Focused on the Somali and Sudanese community living towards the Bay, the first episode of the series was shot last March. The episode touches themes close to the community such as: race, migration, integration, social inclusion.
The first Somali to arrive to Butetown landed in the 1890s, so it reveals the documentary based on the researches of Professor Glenn Jordan of Glamorgan University. Working on ships, they remained in Wales and created what will soon be recognized as the biggest and oldest Somali community in the UK.
Hassan Panero is one of the Somali interviewed for the project. He summed up Butetown culture saying: “Butetown is like a gem, where everyone knows everyone.” Hassan is also one of the poets who collaborated with producer Gavin Porter to complete “De Gabay,” a live theatrical show on Somali culture, supported by National Theatre Wales.
In 2011 Cardiff University graduate student Beatrice Kabutakapua started researching the history of Africans in Cardiff, Oslo, Brussels and Istanbul. In late 2012 she teamed up with Italian filmmaker Gianpaolo Bucci to create a series of 12 documentaries, 12 articles, a long feature and a website. The multimedia project takes the name of (IN)VISIBLE CITIES.

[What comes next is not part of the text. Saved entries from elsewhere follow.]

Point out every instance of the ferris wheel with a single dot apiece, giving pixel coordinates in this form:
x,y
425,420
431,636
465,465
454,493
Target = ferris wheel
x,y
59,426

After shooting in Cardiff the two were invited to take part to an artist residency at the prestigious 18th St Arts Center in Los Angeles, where they will screen the Butetown episode to locals before working on the second episode.
Commenting on her decision to start this project Beatrice said: “On the one hand I have always been curious about African culture, which is also my culture as I was born Italian from Congolese parents.
“On the other hand, I wanted to create a database for media to use to cover African migrants issues. But also I’d love to change the stereotypical idea many have about migrants.”
“I was deeply touched when a man from Zimbabwe told me ‘thanks for doing this,’” said Gianpaolo. He added: “This kind of statement makes me more committed on what I’m doing because through the filmmaking practice I can contribute to spread a culture of diversity.”
The Cardiff episode of (IN)VISIBLE CITIES will be screened at the 18th Street Arts Center on May 19. Other screenings are planned around the Californian city throughout June.